Coal generates 70% of India’s electricity, but Narendra Modi, who is the Prime Minister of India has promised that by the year 2030, India will have produced more energy from solar as well as other renewables than it does currently. “First, India’s non-fossil energy capacity will be increased to 500 gigawatts. Second, by 2030, renewable energy will account for half of our energy requirements,” Modi stated at COP26 climate conference in Glasgow.
Officials believe the arid region of Rajasthan, where the Bhadla Park covers an area nearly the San Marino’s size, has 325 bright days each year, enabling it ideal for solar power revolution. Authorities have taken advantage of the sparsely populated area, stating that local residents have been displaced to a minimum. Robots remove dust and grit from an anticipated 10 million solar panels today, while a couple of hundred humans keep an eye on them.
The need for a greener future is driving this effort. India, with 1.3 billion people and on track to overtake China as world’s most populous nation, has a growing and insatiable desire for energy while also being at the forefront of climate change. As per International Energy Agency (IEA), it will need to build a power infrastructure the size of Europe’s in the next 20 years to meet the demand for its growing population, but it will also need to address harmful quality of air in its major cities.
“India is one of the world’s most susceptible countries to climate change, which is why it is making such a major push on renewables to decarbonize the power sector while simultaneously reducing air pollution,” stated Arunabha Ghosh, who is a climate policy expert with the Council on Energy, Environment, and Water. However, analysts say the UK, which is the world’s third-largest carbon emitter, is still a long way from achieving its green goals, with coal projected to remain a major source of energy in the coming years.
Although India’s green energy sector has grown fivefold in just over ten years to reach 100 this year, it now requires to grow at the same rate to accomplish its 2030 objectives.

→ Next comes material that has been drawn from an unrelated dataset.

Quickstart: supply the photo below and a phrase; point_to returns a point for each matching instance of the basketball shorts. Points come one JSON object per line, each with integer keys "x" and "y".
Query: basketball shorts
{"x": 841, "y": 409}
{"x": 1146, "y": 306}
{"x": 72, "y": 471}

Bhadla Solar Park, one of the world’s largest, is cited by proponents as an instance of how technology, innovation, and private and public funding can propel rapid change.

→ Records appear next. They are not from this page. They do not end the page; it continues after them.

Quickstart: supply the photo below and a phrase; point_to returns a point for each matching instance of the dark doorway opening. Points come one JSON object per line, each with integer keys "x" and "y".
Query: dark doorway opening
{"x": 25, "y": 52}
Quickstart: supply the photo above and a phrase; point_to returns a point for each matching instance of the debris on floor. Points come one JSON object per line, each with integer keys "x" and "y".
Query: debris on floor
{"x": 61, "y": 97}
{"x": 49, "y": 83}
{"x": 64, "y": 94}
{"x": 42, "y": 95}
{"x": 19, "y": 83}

“There are huge tracts of terrain where there isn’t a single blade of grass.” You can no longer see the ground. All you see are solar panels. Subodh Agarwal, who works as Rajasthan’s additional chief secretary in charge of energy, said, “It’s such a significant turnaround.” Authorities are enticing renewable energy companies to locate in the “desert state” region. Demand, according to Agarwal, has “increased” since 2019.

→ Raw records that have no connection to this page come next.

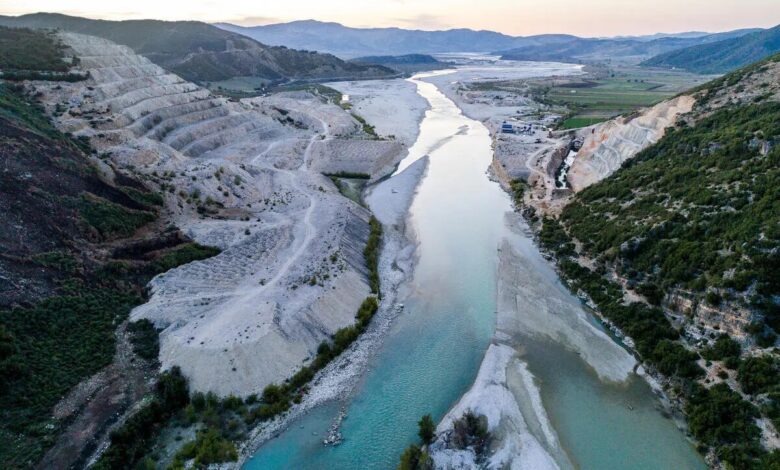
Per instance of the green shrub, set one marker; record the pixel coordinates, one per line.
(145, 339)
(110, 219)
(371, 254)
(723, 348)
(427, 429)
(758, 375)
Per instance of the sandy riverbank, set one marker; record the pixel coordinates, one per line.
(389, 201)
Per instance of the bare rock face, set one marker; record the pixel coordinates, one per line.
(608, 145)
(243, 176)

“Rajasthan will be different this time.” “The next ten years is going to be the solar state,” he said. According to forecasts from the Institute for Energy Economics and Financial Analysis (IEEFA), coal-propelled power for the purpose of electricity generation could reach a peak by 2024 if the current trend continues.
Solar power currently accounts for 4% of total electricity generation. Based on present policy, the IEA predicted that coal and solar will converge at around 30% apiece by 2040, before Modi’s announcement.